Algérie: Les familles de disparus malmenées, la constitution bafouée

disparus.jpgMères, pères, épouses et proches de disparus étaient nombreux, ce dimanche 11 avril 2010, devant le Ministère de la justice suite aux déclarations du Président de
la CNCPPDH selon lesquelles l’établissement de la Vérité sur le sort des disparus serait irréalisable. Les familles de disparus, arborant pancartes, photos des disparus et foulards au logo de l’association, ont choisi de manifester leur colère aux portes du Ministère de la justice. 
 
Les policiers et agents en civil, présents en force, ont une nouvelle fois tout tenté pour empêcher avec brutalité les familles de mener leur action.
La Présidente de l’association, Mme Yous Fatima, accompagnée de deux autres membres du Bureau, devait accéder au Ministère pour réitérer une demande d’audience et transmettre le message des familles qui demandent l’ouverture d’enquêtes effectives sur le sort des disparus.

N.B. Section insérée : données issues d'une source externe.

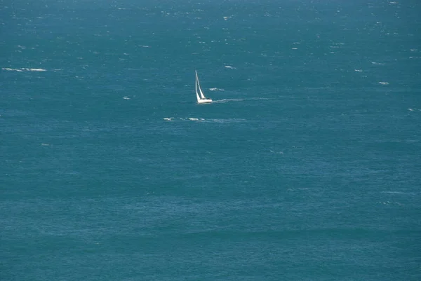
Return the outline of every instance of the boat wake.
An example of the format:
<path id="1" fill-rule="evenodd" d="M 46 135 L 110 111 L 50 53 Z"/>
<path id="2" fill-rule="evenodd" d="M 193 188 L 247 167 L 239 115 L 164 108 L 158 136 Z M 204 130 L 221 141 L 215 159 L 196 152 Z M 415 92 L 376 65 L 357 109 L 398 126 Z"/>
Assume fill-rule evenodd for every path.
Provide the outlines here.
<path id="1" fill-rule="evenodd" d="M 195 121 L 195 122 L 205 122 L 205 123 L 238 123 L 247 121 L 246 119 L 235 118 L 205 119 L 203 118 L 194 118 L 194 117 L 185 117 L 185 118 L 175 118 L 174 117 L 166 117 L 166 118 L 163 118 L 163 120 L 165 120 L 166 121 Z"/>
<path id="2" fill-rule="evenodd" d="M 244 100 L 244 99 L 224 99 L 224 100 L 214 100 L 213 103 L 223 104 L 225 102 L 242 102 L 243 100 Z"/>

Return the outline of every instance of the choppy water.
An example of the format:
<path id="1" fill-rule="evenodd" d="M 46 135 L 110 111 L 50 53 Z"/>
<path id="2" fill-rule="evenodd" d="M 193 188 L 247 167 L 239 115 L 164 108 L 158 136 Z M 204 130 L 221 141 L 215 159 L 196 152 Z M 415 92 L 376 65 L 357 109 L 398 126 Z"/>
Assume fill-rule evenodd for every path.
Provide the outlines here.
<path id="1" fill-rule="evenodd" d="M 420 280 L 421 5 L 349 2 L 3 1 L 0 279 Z"/>

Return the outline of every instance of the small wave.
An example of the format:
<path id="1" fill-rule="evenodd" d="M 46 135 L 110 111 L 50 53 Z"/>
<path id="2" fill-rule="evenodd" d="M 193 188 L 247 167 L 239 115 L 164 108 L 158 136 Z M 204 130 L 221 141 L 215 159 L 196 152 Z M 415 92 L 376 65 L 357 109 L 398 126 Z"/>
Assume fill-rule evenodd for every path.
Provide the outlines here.
<path id="1" fill-rule="evenodd" d="M 244 122 L 244 121 L 246 121 L 246 120 L 242 119 L 242 118 L 226 118 L 226 119 L 215 118 L 215 119 L 207 119 L 206 120 L 206 122 L 226 123 L 241 123 L 241 122 Z"/>
<path id="2" fill-rule="evenodd" d="M 44 69 L 42 68 L 26 68 L 26 67 L 22 67 L 22 68 L 8 68 L 8 67 L 2 67 L 1 69 L 3 70 L 8 70 L 9 71 L 18 71 L 18 72 L 22 72 L 22 71 L 46 71 L 46 69 Z"/>
<path id="3" fill-rule="evenodd" d="M 218 104 L 223 104 L 225 102 L 242 102 L 243 100 L 244 100 L 243 99 L 224 99 L 224 100 L 214 100 L 213 102 L 218 103 Z"/>

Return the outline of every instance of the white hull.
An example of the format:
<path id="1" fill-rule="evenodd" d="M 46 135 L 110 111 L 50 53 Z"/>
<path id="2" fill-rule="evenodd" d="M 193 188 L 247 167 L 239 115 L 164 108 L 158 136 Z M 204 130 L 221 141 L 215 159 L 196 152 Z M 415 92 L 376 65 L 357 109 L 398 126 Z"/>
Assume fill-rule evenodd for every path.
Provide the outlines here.
<path id="1" fill-rule="evenodd" d="M 194 83 L 194 88 L 196 89 L 196 98 L 197 99 L 198 104 L 210 104 L 212 102 L 212 100 L 205 97 L 203 92 L 201 90 L 200 87 L 200 83 L 199 82 L 199 77 L 197 76 L 197 71 L 196 72 L 196 82 Z"/>

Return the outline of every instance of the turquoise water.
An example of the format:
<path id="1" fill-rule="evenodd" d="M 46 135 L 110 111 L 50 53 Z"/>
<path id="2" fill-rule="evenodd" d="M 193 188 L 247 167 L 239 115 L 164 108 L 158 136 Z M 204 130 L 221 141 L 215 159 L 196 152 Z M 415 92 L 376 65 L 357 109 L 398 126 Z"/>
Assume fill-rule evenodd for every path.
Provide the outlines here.
<path id="1" fill-rule="evenodd" d="M 421 279 L 421 5 L 373 2 L 3 2 L 0 279 Z"/>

Elle a été interceptée à l’entrée du bâtiment par le policier de service et des agents en civils qui lui ont interdit de passer et lui ont ordonné de  déposer les photos et le foulard de l’association, ce qu’elle a refusé.

 Vers 11h30, les agents en civil se sont introduits parmi les manifestants. Ils ont commencé à disperser brutalement la foule, malmenant et bousculant les femmes et les personnes âgées présentes au rassemblement. Les agents étaient si nombreux que les proches de disparus ont dû évacuer les lieux. 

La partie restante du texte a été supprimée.